Being a Newspaper Man 

At the time, distributing the local news came with pressures - which today, have been nearly extinguished from memory - with hot metal plates and huge linotype machines. 

“By 7 a.m., it was already 80 degrees in there. To work in those temperatures all day, it got pretty tiring. The heat and noise would
get to you,” said O’Connor, whose father spent 25 years working for
The Saratogian.

O’Connor remembers John Totten teaching him how to walk the paper route when he was just 12 years old. 

Like O’Connor, Totten started out in the paper business when he was just a boy.

“John was always ready for a joke or a prank. I worked side by side with him creating ads and keeping the rest of the printers on their toes,” remembers O’Connor. 

Growing in the Graphics World

In 1963, O’Connor won for Best Design in the Annual Apprentice Exhibit at the Empire Typographical Conference. His apprenticeship at The Saratogian continued until 1965 when he began working at the Boyd Printing Co. in Albany, but his friendship with Totten continued. 

O’Connor went on to work at the Saratoga Printing Co. producing programs for the Saratoga Raceway, Skidmore College, and others before becoming the manager of the Graphics Dept. of the United Feature Syndicate at their Glens Falls location. 

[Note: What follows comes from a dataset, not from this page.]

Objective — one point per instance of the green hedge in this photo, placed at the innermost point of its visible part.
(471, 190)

In 1977, O’Connor founded Graphic Services, in Glens Falls and moved the business to 30 Caroline St. in Saratoga Springs the following year. They were the first company to offer phototypesetting to the public, and did design work for SPAC, Stewart’s, Genpak, many freelance artists, restaurants and businesses, as well as advertising agency work.

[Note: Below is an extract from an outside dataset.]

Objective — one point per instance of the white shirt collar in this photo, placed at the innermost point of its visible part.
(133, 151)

A Powerful Political Force

Local newspapers are a powerful political force and the 1979 race saw O’Connor and Totten’s paths memorably cross again.

“John Totten took me aside and revealed that The Saratogian was going to endorse my candidate. I reserved space for a large ad to be inserted the day before the election and delivered the camera-ready ad in time.”

The opponent was furious that an ad could appear so quickly, with the endorsement, just a day before Election Day – as well as by the outcome.

“Everything went smoothly, and my candidate defeated his opponent,” said O’Connor.

When the Presses Stopped

O’Connor’s career took a turn in the 1980s when he served as the Deputy Commissioner of Public Safety. In the nineties, he gave up printing and spent the last 20 years of his working life as an Associate Real Estate Broker. 

Now, in retirement, John and his wife Mary enjoy spending time with their two sons, two daughters, and their grandchildren. A Life Member of Saratoga-Wilton Elks club, John also likes to go hiking, bowling, and to travel. 

Remembering John Totten…

John Totten worked at The Saratogian for 67 years, the newsprint first gracing his fingertips in the waning days of World War II. His career spanned an era that saw headlines made by 13 different U.S Presidents and a printing press stamped with the stories of the invasion of The Beatles to the assassinations of JFK, MLK and RFK, Woodstock to Watergate, military engagements in Vietnam, 9/11, and the landing of a man on the moon. 

“He started when he was 11 years old as a paperboy,” says wife Katherine Totten, then he was in charge of the paperboys, but he had always wanted to be a printer, ever since he was a little kid.”

They met in 1978 when she began working in the newspaper’s advertising department. She remembers how John always wore short-sleeve shirts, so it wouldn’t get caught in the machinery.   

“They still had the printing press then and the composing room was upstairs. He was in charge of the composing room. The ads would go into a dumbwaiter which was in the hallway and then down to the basement,” she recalled. 

“He’d yell at me and tell me to put them in there, that dumbwaiter,” she says with a laugh. “That’s when we met. Later we got married and were married for a long time. It took him a long time to make up his mind though, haha. Finally, he did, and we were very happy,” she says. John died in 2015.     

“Sixty-seven years. I remember when he retired, they had a party. He went back to work the next Monday,” she says. “Somebody said to him: ‘I thought we just had your retirement party.’ He said: Well, I came back to work part time.”